CitizenFour and Privacy

Channel 4 screened the documentary Citizenfour in recent days. It would be over-simplistic to describe it as the Edward Snowden documentary although to a certain extent it is. Basically the documentary takes place mostly in Snowden's bedroom in a hotel in Hong Kong as you see the story of him revealing the NSA / GCHQ spying programme bit by bit. Underlying it all is how the keyword 'terrorism' has become an excuse for making us all suspects. I am always particularly disturbed by the well-worn statement that 'if you have nothing to hide you have nothing to fear'. This is of course simply ridiculous because I am sure the people who think that would not like government CCTV in their homes monitoring them 24/7 if they have 'nothing to hide'.

However the rather interesting bit, away from the threats governments pose to civil liberty, is the use of encryption to send messages between Snowden and the journalists. Every so often you would see a bust of data onscreen. I have long been in favour of all email being encrypted and the use of encryption being considered 'normal'. Some months ago I created a public key so that people can send me encrypted email. I publish the key at onename.com – my address is; https://onename.com/ponsaelius

Onename acts as both a place to publish your public key and a place to assert a digital identity by using some of your social networks as digital proof of your id and, in this case, a place to put your Bitcoin address. The idea is simple, if you want to send me encrypted files or email, just my public key as the encryption key. When I receive the data only my private key, kept secret by me, can decrypt the information.

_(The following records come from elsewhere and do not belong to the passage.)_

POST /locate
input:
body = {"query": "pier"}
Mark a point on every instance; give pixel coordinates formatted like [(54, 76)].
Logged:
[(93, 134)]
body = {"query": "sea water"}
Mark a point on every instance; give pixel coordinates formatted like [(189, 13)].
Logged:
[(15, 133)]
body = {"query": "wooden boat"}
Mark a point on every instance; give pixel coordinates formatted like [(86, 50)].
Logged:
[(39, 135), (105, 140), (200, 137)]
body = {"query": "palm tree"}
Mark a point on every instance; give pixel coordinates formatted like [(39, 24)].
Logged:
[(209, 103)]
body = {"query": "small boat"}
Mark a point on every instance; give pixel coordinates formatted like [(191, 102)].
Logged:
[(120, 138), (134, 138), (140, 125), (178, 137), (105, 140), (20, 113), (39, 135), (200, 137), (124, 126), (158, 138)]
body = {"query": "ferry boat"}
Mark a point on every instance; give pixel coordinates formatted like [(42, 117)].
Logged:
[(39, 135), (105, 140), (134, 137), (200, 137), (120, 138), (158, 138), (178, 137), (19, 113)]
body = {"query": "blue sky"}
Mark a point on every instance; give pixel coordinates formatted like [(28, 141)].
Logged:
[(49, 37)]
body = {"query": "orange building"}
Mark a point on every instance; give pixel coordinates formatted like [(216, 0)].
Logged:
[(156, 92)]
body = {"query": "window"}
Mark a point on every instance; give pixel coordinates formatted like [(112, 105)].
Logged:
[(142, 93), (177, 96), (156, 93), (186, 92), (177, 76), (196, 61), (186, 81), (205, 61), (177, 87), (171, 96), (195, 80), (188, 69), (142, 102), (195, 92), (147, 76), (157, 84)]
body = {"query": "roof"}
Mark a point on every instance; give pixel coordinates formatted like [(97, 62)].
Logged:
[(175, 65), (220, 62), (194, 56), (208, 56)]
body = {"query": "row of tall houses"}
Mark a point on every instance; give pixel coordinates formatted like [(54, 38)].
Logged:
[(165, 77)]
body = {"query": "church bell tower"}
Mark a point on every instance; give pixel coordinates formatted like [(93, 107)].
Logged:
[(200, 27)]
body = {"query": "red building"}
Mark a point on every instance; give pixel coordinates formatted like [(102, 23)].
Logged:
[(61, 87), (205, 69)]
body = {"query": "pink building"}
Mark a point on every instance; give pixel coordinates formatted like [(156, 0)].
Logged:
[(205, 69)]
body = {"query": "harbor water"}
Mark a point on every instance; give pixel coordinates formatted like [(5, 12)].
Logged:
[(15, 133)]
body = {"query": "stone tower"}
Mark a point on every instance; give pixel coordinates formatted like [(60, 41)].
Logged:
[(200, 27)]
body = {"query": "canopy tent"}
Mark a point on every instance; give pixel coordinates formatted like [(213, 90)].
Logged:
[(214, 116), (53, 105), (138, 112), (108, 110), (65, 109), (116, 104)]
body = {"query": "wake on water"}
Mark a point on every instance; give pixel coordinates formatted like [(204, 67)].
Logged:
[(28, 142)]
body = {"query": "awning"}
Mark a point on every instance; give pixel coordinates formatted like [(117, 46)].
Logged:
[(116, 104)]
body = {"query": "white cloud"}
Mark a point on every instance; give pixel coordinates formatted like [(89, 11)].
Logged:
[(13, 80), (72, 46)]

Everyone can create a private/public key pair. Download a copy of the Gnu Privacy Guard from here; https://www.gnupg.org/

Versions for Linux, Windows and Mac exist. All you do is run the program and create a key pair. Publish you public key to anyone who wants it or use Onename. To encrypt a message just get someone's public key and encode your text or document with the software.

What about terrorism I hear the scream. The security services won't be able to read your email. If they really suspect me of doing something they can use the good old fashioned method – convince a judge to issue a warrant for a private key. Just the same as getting access to any other private property.